In this document you can find a quick overview of the technical aspects (internal design, memory layout, etc.) of the Vector data structure.

Vector is a dynamic array with generic data type support; this means that you can store any kind of homogenous value on this data structure. Resizing is performed automatically by increasing the capacity by 1.5 times when the array becomes full. Internally, this data structure is represented by the following structure:

typedef struct {
    size_t size;
    size_t capacity;
    size_t data_size;
    void *elements;
} vector_t;

where the elements variable represents the actual dynamic and generic array, the data_size variable indicates the size (in bytes) of the data type while the size and the capacity represent the number of store elements and the total size of the structure, respectively. The dynamic array copies the values upon insertion, thus it owns the data and is therefore responsible for its allocation and its deletion.

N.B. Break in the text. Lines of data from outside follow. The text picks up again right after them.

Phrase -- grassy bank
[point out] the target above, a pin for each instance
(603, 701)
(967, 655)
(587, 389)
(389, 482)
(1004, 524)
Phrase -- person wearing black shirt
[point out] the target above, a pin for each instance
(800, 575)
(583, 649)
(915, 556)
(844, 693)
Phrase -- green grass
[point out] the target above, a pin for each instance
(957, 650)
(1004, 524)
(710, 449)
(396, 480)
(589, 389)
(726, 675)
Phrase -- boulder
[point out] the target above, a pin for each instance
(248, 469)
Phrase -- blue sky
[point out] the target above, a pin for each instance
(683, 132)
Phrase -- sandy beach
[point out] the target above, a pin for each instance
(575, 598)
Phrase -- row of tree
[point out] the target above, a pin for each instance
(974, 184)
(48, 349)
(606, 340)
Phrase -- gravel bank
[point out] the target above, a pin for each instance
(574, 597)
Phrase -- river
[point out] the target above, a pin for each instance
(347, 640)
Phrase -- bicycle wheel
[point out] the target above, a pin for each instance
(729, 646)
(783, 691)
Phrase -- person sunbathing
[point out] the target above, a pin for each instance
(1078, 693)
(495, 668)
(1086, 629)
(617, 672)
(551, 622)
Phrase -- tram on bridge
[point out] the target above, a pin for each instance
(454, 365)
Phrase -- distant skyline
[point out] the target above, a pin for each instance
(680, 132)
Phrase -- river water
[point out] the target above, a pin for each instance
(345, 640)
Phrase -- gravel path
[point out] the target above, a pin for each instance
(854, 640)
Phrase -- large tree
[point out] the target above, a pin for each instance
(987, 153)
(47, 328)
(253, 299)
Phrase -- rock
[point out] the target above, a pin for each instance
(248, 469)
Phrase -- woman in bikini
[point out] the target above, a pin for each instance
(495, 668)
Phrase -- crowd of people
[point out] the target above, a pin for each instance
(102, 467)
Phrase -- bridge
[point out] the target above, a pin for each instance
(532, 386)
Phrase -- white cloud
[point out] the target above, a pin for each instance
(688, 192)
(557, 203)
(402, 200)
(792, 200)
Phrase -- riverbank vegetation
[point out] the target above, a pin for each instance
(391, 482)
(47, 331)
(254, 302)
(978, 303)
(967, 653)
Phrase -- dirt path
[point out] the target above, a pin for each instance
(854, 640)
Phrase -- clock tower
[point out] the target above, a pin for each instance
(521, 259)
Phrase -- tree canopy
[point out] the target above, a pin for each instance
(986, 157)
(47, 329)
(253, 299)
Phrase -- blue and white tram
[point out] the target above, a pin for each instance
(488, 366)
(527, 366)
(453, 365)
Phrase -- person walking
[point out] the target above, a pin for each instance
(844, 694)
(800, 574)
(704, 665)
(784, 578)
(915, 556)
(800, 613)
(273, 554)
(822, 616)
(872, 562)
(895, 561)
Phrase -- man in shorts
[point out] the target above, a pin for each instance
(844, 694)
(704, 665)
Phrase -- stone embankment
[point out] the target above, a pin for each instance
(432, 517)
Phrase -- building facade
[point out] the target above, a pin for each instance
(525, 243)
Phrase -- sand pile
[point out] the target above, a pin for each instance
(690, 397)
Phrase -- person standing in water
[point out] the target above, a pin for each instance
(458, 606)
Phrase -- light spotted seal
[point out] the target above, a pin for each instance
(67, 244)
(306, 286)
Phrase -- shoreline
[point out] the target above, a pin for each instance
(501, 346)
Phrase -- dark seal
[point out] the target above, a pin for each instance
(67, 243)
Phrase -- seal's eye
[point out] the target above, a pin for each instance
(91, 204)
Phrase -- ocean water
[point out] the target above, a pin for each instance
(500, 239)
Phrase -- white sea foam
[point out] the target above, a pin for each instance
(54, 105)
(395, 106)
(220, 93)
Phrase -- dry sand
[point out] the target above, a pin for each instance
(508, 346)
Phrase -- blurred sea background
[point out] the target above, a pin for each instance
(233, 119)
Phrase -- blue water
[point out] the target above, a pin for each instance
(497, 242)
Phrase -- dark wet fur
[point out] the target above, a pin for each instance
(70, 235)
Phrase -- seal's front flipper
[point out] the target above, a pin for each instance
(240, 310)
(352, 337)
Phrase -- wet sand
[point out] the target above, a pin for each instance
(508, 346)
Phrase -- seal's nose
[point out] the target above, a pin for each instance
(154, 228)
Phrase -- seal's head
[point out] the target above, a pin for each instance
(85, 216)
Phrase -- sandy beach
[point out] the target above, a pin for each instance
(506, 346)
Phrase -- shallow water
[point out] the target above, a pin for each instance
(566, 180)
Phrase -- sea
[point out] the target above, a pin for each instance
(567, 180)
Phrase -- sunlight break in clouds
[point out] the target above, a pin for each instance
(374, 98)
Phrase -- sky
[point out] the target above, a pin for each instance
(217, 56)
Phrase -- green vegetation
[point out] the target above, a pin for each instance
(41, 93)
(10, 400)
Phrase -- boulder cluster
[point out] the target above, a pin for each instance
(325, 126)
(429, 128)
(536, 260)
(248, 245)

At the time being, Vector supports the following methods:

  • vector_result_t vector_new(size, data_size): create a new vector;
  • vector_result_t vector_push(vector, value): add a new value to the vector;
  • vector_result_t vector_set(vector, index, value): update the value of a given index if it exists;
  • vector_result_t vector_get(vector, index): return the value indexed by index if it exists;
  • map_result_t vector_sort(map, cmp): sort array using cmp function;
  • vector_result_t vector_pop(vector): pop last element from the vector following the LIFO policy;
  • vector_result_t vector_map(vector, callback, env): apply callback function to vector (in-place);
  • vector_result_t vector_filter(vector, callback, env): filter vector using callback (in-place);
  • vector_result_t vector_reduce(vector, accumulator, callback, env): fold/reduce vector using callback;
  • vector_result_t vector_clear(vector): logically reset the vector. That is, new pushes will overwrite the memory;
  • vector_result_t vector_destroy(vector): delete the vector;
  • size_t vector_size(vector): return vector size (i.e., the number of elements);
  • size_t vector_capacity(vector): return vector capacity (i.e., vector total size).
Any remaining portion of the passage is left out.